Ф. Энгельс по поводу этой формулировки из «Философии права» писал: «Ведь оно, очевидно, было оправданием всего существующего, философским благословением деспотизма, полицейского государства, королевской юстиции, цензуры. Так думал Фридрих-Вильгельм III; так думали и его подданные. Но у Гегеля вовсе не все, что существует, является безоговорочно также и действительным. Атрибут действительности принадлежит у него лишь тому, что в то же время необходимо.

«В своем развертывании действительность раскрывается как необходимость».

...Но необходимое оказывается, в конечном счете, также и разумным, и в применении к тогдашнему прусскому государству гегелевское положение означает, стало быть, только следующее: это государство настолько разумно, настолько соответствует разуму, насколько оно необходимо. А если оно все-таки оказывается, на наш взгляд, негодным, но, несмотря на свою негодность, продолжает существовать, то негодность правительства находит свое оправдание и объяснение в соответственной негодности подданных. Тогдашние пруссаки имели такое правительство, какого они заслуживали. Однако действовать по Гегелю вовсе не представляет собой такого атрибута, который присущ данному общественному или политическому порядку при всех обстоятельствах и во все времена» (Маркс К., Энгельс Ф. Соч. Т. 21. С. 274 – 275). – 53.

[3] См.: Платон. Законы 789. – 54.

[4] См.: Fichte J. G. Grundlage des Naturrechts nach Prinzipien der Wissenschaftslehre, 1796.§ 21 // Fichte J. G. Samtliche Werke. Bd 3. Berlin, 1845. S. 295.- 54.

[5] «Здесь Родос, здесь и прыгай!» (лат.). – 55.

[6] Сходное положение имеется у английского философа Ф. Бэкона (1561 – 1626), который в своем «Новом органоне» писал: «А что касается авторов, то высшее малодушие состоит в том, чтобы воздавать им бесконечно много, а у времени – у этого автора авторов и источника всякого авторитета – отнимать его права.

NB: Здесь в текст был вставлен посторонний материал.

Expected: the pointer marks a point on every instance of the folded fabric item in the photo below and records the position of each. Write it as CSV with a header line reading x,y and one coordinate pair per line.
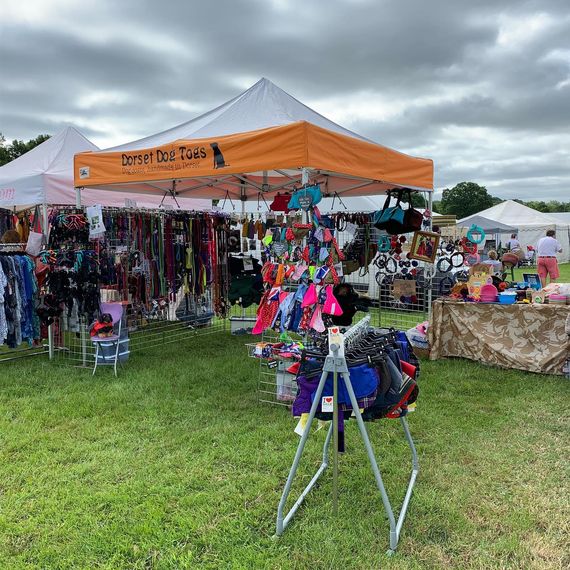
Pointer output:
x,y
305,396
397,396
408,369
364,380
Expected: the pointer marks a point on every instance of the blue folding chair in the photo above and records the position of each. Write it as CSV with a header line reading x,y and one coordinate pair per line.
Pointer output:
x,y
107,349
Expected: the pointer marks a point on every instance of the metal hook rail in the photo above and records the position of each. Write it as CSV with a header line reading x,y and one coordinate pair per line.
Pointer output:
x,y
335,362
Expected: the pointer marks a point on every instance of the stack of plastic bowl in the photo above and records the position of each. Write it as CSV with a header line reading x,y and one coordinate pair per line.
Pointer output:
x,y
488,294
507,297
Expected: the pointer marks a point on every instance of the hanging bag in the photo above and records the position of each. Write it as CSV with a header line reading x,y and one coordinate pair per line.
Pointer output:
x,y
305,198
35,237
280,202
412,218
390,217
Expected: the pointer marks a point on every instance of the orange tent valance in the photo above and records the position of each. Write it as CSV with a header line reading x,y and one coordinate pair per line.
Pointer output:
x,y
281,148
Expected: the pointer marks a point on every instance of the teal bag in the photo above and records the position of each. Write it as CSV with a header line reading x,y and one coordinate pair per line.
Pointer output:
x,y
305,198
389,215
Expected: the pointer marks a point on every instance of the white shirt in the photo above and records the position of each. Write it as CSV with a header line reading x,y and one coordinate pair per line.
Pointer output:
x,y
548,247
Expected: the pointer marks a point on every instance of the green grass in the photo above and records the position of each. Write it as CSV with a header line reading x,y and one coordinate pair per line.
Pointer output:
x,y
174,464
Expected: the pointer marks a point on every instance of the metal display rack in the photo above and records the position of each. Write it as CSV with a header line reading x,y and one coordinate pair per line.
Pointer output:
x,y
336,364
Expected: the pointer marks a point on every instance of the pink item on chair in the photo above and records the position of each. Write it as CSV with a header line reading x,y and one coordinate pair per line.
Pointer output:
x,y
331,306
310,297
299,270
316,322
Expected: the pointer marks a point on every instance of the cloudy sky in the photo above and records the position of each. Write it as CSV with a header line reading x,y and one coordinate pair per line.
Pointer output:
x,y
482,87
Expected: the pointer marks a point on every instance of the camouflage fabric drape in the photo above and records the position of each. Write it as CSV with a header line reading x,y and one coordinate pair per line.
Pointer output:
x,y
525,337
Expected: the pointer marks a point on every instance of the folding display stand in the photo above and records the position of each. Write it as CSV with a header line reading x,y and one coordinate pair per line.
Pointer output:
x,y
335,362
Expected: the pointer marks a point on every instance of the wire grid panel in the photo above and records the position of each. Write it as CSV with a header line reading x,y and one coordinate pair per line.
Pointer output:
x,y
275,385
142,330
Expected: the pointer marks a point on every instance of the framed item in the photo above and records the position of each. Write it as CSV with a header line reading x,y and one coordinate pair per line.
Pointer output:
x,y
532,279
424,246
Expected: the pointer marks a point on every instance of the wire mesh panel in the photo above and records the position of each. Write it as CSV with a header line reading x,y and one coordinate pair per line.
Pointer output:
x,y
141,329
169,271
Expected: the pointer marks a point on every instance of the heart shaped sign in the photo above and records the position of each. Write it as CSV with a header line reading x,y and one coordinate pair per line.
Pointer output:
x,y
305,201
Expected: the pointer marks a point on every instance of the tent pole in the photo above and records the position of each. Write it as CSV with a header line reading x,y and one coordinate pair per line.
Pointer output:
x,y
82,324
430,280
45,231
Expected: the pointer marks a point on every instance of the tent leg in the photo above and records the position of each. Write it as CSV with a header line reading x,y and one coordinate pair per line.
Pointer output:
x,y
430,279
45,229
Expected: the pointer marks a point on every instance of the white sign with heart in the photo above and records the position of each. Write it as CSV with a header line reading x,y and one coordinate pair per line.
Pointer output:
x,y
279,248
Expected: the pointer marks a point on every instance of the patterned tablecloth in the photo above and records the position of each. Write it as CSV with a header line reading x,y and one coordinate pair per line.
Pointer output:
x,y
526,337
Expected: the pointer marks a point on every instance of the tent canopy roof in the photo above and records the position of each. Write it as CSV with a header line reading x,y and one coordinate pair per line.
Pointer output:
x,y
257,142
490,226
44,175
513,213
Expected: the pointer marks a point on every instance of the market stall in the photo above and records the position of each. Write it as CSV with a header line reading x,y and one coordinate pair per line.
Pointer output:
x,y
260,147
520,336
531,224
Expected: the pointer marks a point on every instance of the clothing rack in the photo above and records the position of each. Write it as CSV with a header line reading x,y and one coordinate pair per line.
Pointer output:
x,y
336,363
13,247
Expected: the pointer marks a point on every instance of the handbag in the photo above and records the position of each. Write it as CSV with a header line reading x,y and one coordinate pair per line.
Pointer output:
x,y
305,198
35,237
280,202
390,217
412,218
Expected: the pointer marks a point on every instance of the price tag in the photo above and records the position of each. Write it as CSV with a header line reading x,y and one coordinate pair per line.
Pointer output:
x,y
351,228
305,201
327,403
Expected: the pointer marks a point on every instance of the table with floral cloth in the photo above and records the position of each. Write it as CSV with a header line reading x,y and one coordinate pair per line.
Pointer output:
x,y
521,336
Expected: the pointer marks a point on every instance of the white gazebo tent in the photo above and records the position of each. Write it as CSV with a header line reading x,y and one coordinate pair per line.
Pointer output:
x,y
531,224
44,176
260,142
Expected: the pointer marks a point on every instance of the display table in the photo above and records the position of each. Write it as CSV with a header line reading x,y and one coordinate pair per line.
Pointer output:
x,y
526,337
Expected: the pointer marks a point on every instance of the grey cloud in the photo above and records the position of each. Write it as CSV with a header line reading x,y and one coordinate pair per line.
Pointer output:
x,y
412,52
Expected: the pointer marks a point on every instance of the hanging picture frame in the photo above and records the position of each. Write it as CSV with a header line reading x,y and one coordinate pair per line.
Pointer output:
x,y
424,246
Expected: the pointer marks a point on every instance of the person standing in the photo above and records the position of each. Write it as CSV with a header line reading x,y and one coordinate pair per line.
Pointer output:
x,y
547,264
513,244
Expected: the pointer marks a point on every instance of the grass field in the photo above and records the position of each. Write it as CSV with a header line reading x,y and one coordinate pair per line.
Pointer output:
x,y
174,464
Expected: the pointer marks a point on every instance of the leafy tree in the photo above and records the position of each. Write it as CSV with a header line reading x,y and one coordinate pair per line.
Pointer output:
x,y
464,199
16,148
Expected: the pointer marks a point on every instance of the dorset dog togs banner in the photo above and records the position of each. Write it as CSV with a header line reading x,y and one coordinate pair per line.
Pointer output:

[7] Гегель высоко оценивал реформаторскую деятельность Мартина Лютера (1483 – 1546) и роль протестантизма в процессе утверждения принципа свободы в светских делах. В «Философии истории» о значении лютеровской реформации он пишет: «Благодаря достигнутому примирению пробудилось сознание того, что мирское способно содержать в себе истину; наоборот, прежде мирское считалось лишь злом, неспособным к добру, которое оставалось чем-то потусторонним. Теперь пробуждается сознание того, что нравственное и справедливое в государстве божественны, что в них осуществляется заповедь бога и что по содержанию нет ничего более высокого и священного» (Гегель Г. В. Ф. Философия истории//Соч. Т. VIII. М.; Л., 1935. С. 393). И еще: «Ведь, с одной стороны, сам протестантский мир дошел в мышлении до сознания абсолютно высшего самосознания, и с другой стороны, протестантизм находит успокоение относительно нравственной и правовой действительности в убеждении, которое само, отождествляясь с религией, есть источник всего правового содержания в частном праве и в государственном строе. В Германии просвещение стояло на стороне теологии; во Франции оно тотчас же приняло направление, враждебное церкви. В Германии все в светских делах уже было улучшено благодаря реформации...» (там же, с. 411). С этой позицией Гегеля связано и его положение о том, что «при католической религии невозможно никакое разумное государственное устройство...» (там же, с. 415). Соглашаясь с тезисом, что французская революция «получила первый импульс от философии», Гегель вместе с тем отмечает недостатки этой (просветительской французской) философии, которая «есть лишь абстрактное мышление, неконкретное постижение абсолютной истины...» (там же, с. 413). С этими недостатками французской философии связаны и такие негативные, по оценке Гегеля, порождения французской революции, как абстрактный либерализм и индивидуализм, террор и т. д. Критикуя подобные французские «абстракции» (в их философском выражении и практическом преломлении), Гегель видит назначение подлинной философии (т. е. той, которую он сам развивает) в том, чтобы посредством философского познания (в понятиях) выразить то, что посредством религиозных средств (чувства и веры) уже сделано Лютером в протестантизме. – 56.